Some are calling it a bee vaccine, although there are no needles or injections involved.
Bees are an integral part of our food chain. Without them, much of the food we eat won’t grow because it’ll remain unpollinated.
“If you can imagine every third bite of food being gone, that’s what would happen if there were no honeybees,” beekeeper Walter Schumacher said.
Honeybee colonies are being attacked by a spore-forming bacterium called American Foulbrood, that easily infects bees.
Professor David Tarpy, an Apiculture Extension Specialist at North Carolina State University, said the disease can devastate a colony.

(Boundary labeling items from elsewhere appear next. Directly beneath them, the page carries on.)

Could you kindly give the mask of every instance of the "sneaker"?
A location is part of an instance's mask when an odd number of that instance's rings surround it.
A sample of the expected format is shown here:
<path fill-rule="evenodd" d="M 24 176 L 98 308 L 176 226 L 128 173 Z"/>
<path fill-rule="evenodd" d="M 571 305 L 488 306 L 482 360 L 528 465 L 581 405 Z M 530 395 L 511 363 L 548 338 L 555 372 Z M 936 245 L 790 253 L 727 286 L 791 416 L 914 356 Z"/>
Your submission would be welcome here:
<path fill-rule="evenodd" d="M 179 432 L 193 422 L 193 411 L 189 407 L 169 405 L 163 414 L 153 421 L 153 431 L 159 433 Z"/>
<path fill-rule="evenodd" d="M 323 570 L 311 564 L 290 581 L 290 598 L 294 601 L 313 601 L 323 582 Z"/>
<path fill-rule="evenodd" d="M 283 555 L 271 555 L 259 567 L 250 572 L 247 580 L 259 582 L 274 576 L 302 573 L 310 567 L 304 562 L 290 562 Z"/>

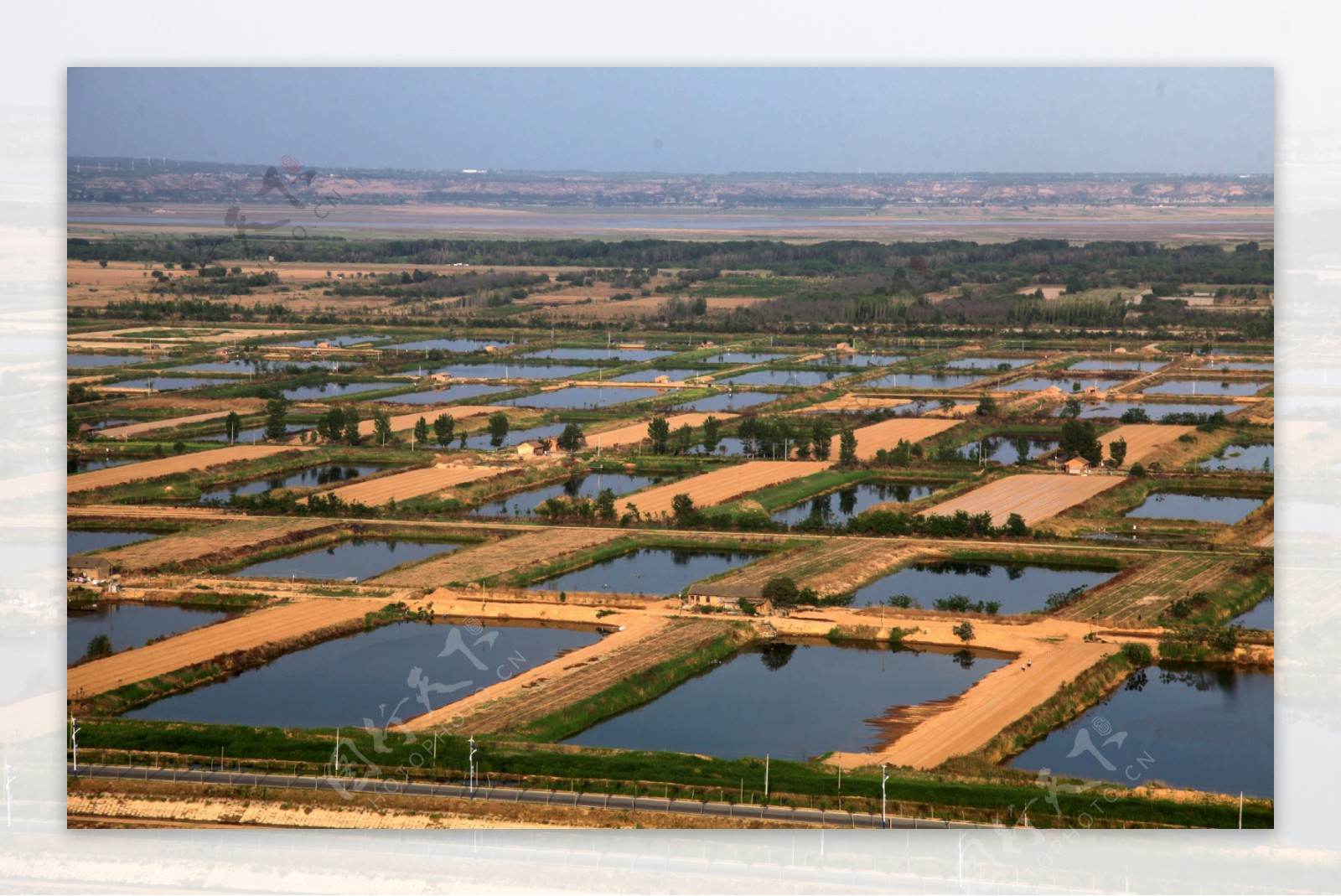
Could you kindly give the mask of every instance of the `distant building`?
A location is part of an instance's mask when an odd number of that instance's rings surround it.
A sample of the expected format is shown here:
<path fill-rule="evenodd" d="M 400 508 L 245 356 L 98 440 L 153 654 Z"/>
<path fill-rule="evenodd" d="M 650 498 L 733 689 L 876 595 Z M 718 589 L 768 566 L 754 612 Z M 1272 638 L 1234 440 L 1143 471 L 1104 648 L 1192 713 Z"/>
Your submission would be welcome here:
<path fill-rule="evenodd" d="M 111 561 L 106 557 L 67 557 L 66 577 L 76 581 L 101 581 L 111 575 Z"/>
<path fill-rule="evenodd" d="M 1071 457 L 1065 464 L 1062 464 L 1062 467 L 1065 467 L 1066 472 L 1071 473 L 1073 476 L 1089 472 L 1089 461 L 1085 460 L 1084 457 Z"/>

“It usually [takes] days to weeks,” he said. “It spreads not just in a colony, but from colony to colony and the spores can stay in used equipment for decades.”
Once a hive is killed off by the disease, it will rapidly spread to other locations.
“When a colony dies out from this, other bees come in to rob the now unprotected honey and spread the spores to other colonies,” Tarpy said.
Here in North Carolina, honeybees pollinate about $20 million worth of crops, data shows. Nationally, that number reaches $20 billion, so how do you protect the bees?
The answer is to make the queen immune by feeding her specially-treated food.
“She is exposed to that by feeding her some candy, sugar candy, so the queen gets dead bacteria,” Tarpy said.
The queen then develops an immunity that she passes on to her offspring.
“The idea is to prime the queen so that the colonies are less likely to get American Foulbrood,” he said.
The treatment was developed by a Georgia-based firm that specializes in animal health.
What’s unknown right now is how long this immunity will last.
Since queens live three to four years, will she have to be given a booster every year? Researchers are still studying that, they said.
Because beekeepers can’t use antibiotics, this vaccine-like treatment is their best hope in fighting this disease.
The treatment is currently being used under conditional approval from the USDA.
If it works, it could be a breakthrough in the way we protect bees from other problems, too.